TIP: There’s a handful of double-decker buses operating around Hong Kong. Ride on one for some fantastic sightseeing views of the city!
In addition to the regular buses, there’s a network of minibuses running throughout the city with two main types:
- Green: Operate along specific routes with fixed fares. Both Octopus Cards and cash (no change given) are accepted.
- Red: Operate along less specific routes in a roughly hop-on hop-off manner. Payment is required upon leaving.
Overall, minibuses are much more confusing for traveller and definitely more geared towards locals. Unless you know the city well or can speak some Cantonese, you’re likely better off sticking to regular bus routes and the MTR.
In a city defined by its maritime location, it’s hardly a surprise that ferries are one of the best ways of getting around Hong Kong. Ferry routes run all over, connecting locations on Hong Kong Island and Kowloon with the Outlying Islands including Lantau, Lamma, Cheung Chau & Peng Chau.
The most famous ferry route in Hong Kong is, of course, the Star Ferry. Operating since 1888, this legendary ferry shuttles passengers between Central Pier and Wan Chai on Hong Kong Island to Kowloon for mere pocket change, placing it among the cheapest (and most beautiful) sightseeing cruises in the world.
One of the most compelling remnants of Hong Kong’s colonial era are its tram lines. Operating since 1904, the city’s double-decker trams are an absolute delight for getting around Hong Kong neighbourhoods like Wan Chai, Causeway Bay, and North Point on Hong Kong Island.
Like the double-decker buses, Hong Kong’s trams are perfect for an inexpensive sightseeing tour. Unlike buses and the MTR, tram fares are fixed whatever distance you travel. You can pay by cash (exact change) or by Octopus Card upon alighting.

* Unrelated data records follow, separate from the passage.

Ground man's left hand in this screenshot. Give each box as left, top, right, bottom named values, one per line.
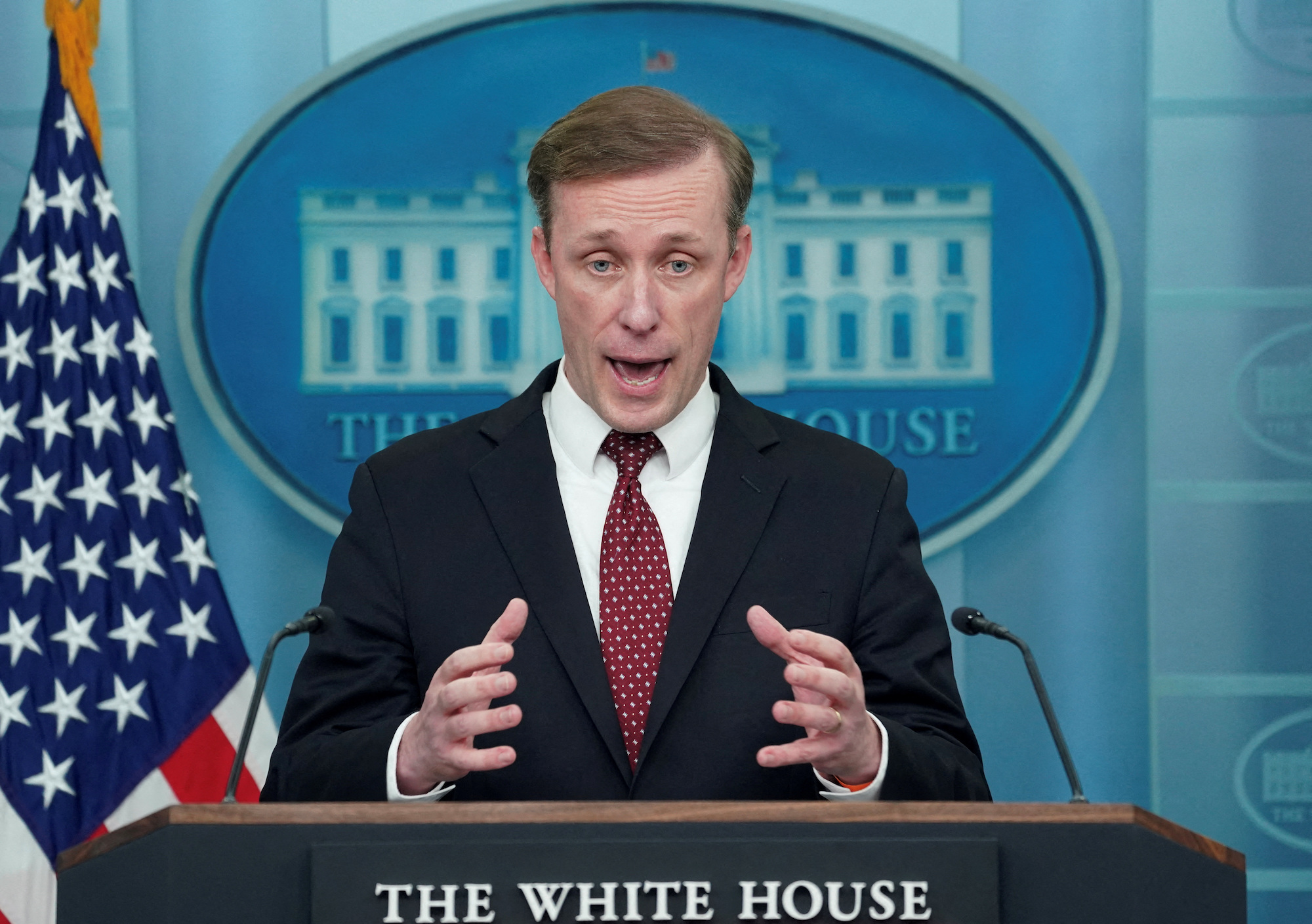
left=747, top=607, right=883, bottom=786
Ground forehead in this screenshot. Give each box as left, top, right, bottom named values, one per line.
left=552, top=150, right=728, bottom=239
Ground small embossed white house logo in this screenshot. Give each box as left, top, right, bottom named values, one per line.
left=300, top=126, right=993, bottom=393
left=1262, top=747, right=1312, bottom=803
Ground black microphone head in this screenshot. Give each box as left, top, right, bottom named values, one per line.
left=302, top=607, right=335, bottom=633
left=953, top=607, right=984, bottom=635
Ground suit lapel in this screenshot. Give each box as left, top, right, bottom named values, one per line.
left=470, top=365, right=632, bottom=782
left=638, top=366, right=785, bottom=771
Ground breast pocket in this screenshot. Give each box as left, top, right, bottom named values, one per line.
left=712, top=591, right=829, bottom=635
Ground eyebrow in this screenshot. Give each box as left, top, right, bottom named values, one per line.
left=579, top=228, right=702, bottom=244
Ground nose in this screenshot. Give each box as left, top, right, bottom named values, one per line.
left=617, top=270, right=660, bottom=334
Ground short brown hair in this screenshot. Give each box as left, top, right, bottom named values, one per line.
left=529, top=87, right=753, bottom=252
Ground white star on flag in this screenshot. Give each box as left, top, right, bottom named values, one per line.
left=50, top=606, right=104, bottom=666
left=0, top=684, right=31, bottom=740
left=164, top=600, right=219, bottom=658
left=91, top=176, right=122, bottom=231
left=57, top=536, right=109, bottom=593
left=0, top=538, right=55, bottom=595
left=28, top=391, right=73, bottom=452
left=66, top=462, right=118, bottom=519
left=168, top=472, right=201, bottom=516
left=0, top=247, right=46, bottom=308
left=73, top=388, right=123, bottom=449
left=13, top=464, right=64, bottom=523
left=46, top=241, right=87, bottom=304
left=119, top=459, right=168, bottom=517
left=123, top=317, right=160, bottom=375
left=96, top=673, right=151, bottom=734
left=114, top=532, right=168, bottom=588
left=0, top=321, right=35, bottom=382
left=37, top=317, right=81, bottom=378
left=24, top=750, right=77, bottom=809
left=109, top=604, right=160, bottom=662
left=171, top=529, right=215, bottom=586
left=0, top=30, right=276, bottom=887
left=0, top=401, right=24, bottom=446
left=0, top=609, right=41, bottom=667
left=127, top=386, right=168, bottom=442
left=79, top=315, right=123, bottom=375
left=53, top=93, right=87, bottom=155
left=46, top=167, right=87, bottom=231
left=87, top=241, right=125, bottom=303
left=37, top=677, right=87, bottom=739
left=22, top=173, right=46, bottom=233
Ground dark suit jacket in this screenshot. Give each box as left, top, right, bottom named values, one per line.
left=262, top=365, right=989, bottom=801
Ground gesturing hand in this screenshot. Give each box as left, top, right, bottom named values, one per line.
left=396, top=597, right=529, bottom=795
left=747, top=607, right=883, bottom=784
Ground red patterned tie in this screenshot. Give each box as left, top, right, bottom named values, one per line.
left=601, top=430, right=674, bottom=769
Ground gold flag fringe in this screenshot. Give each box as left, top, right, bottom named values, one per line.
left=46, top=0, right=100, bottom=157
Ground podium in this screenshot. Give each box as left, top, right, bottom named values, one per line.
left=58, top=802, right=1245, bottom=924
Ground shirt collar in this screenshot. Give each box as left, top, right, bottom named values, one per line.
left=543, top=363, right=719, bottom=478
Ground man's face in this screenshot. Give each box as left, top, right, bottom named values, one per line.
left=522, top=150, right=752, bottom=433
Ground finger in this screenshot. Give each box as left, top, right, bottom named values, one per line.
left=445, top=704, right=523, bottom=742
left=430, top=642, right=514, bottom=685
left=770, top=700, right=846, bottom=735
left=446, top=744, right=514, bottom=773
left=483, top=597, right=529, bottom=645
left=437, top=671, right=518, bottom=715
left=747, top=607, right=795, bottom=662
left=783, top=664, right=857, bottom=706
left=756, top=738, right=837, bottom=767
left=789, top=629, right=861, bottom=676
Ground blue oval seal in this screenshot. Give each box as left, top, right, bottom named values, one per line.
left=1235, top=709, right=1312, bottom=851
left=177, top=0, right=1119, bottom=555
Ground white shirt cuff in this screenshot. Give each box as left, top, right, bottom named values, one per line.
left=811, top=713, right=888, bottom=802
left=387, top=713, right=457, bottom=802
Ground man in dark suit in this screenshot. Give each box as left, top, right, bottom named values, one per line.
left=262, top=87, right=988, bottom=801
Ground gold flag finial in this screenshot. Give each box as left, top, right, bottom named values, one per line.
left=46, top=0, right=100, bottom=157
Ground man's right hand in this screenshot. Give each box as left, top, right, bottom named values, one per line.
left=396, top=597, right=529, bottom=795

Of course, the queen of all trams in Hong Kong is The Peak Tram. Plying the route to Victoria Peak since 1888, The Peak Tram is high up on pretty much every list of the best things to do in Hong Kong (including this one here). As you’d imagine, the views along the way are simply magnificent!
Due to its excessive popularity though, The Peak Tram isn’t quite as cheap or as easy to ride as the city’s other public transportation options.
Unless you’re totally cool with wasting half of your day in a ticket line-up, I’d recommend picking up a Skip-the-Line Peak Tram Ticket to speed up the process. The ticket also includes admission to the Sky Terrace 428 on Victoria Peak, delivering spectacular 360-degree views of Hong Kong.
If you’ve grown weary of crowded public transportation in Hong Kong, grab a taxi. Taxis in Hong Kong offer excellent value compared to other world cities and are a comfortable alternative for getting around.
There are three main types of taxis operating in Hong Kong, coded by a colour that indicates their geographic area:
- Red: Operate throughout most of Hong Kong except parts of Lantau Island. Fares start at HK$24 for the first two kilometres and between HK$1.20 and HK$1.70 for every 200 metres or one minute afterwards.
- Green: Service only the New Territories. Fares start at HK$20.50 for the first two kilometres and HK1.20 and HK$1.50 for every 200 metres or one minute afterwards.
- Blue: Operate only on Lantau Island. Fares start at HK$19 for the first two kilometres and between HK$1.40 and HK$1.50 for every 200 metres or one minute afterwards.
For the most part, it’s possible to hail taxis off the street. For peace of mind though, you might want to get the concierge at your hotel to call a reputable company for you.
A couple last-minute tips for travelling by taxi in Hong Kong:
- Ensure the taxi is legit. All taxis should be registered and driver’s details should be clearly displayed on the dashboard.
- Make sure the taximeter is turned on. By law, drivers must use the meter and charge you the proper fare. Ask to see the list of taxi fares if in doubt.
- Wear a seat belt. In Hong Kong, you’re required to wear a seatbelt in a vehicle, even if you’re a taxi passenger.
- Report fraudulent practices. If you’ve been harmed or suspect you’ve been taken advantage of, take down the driver’s name and license plate number and report it to +852 2889 9999.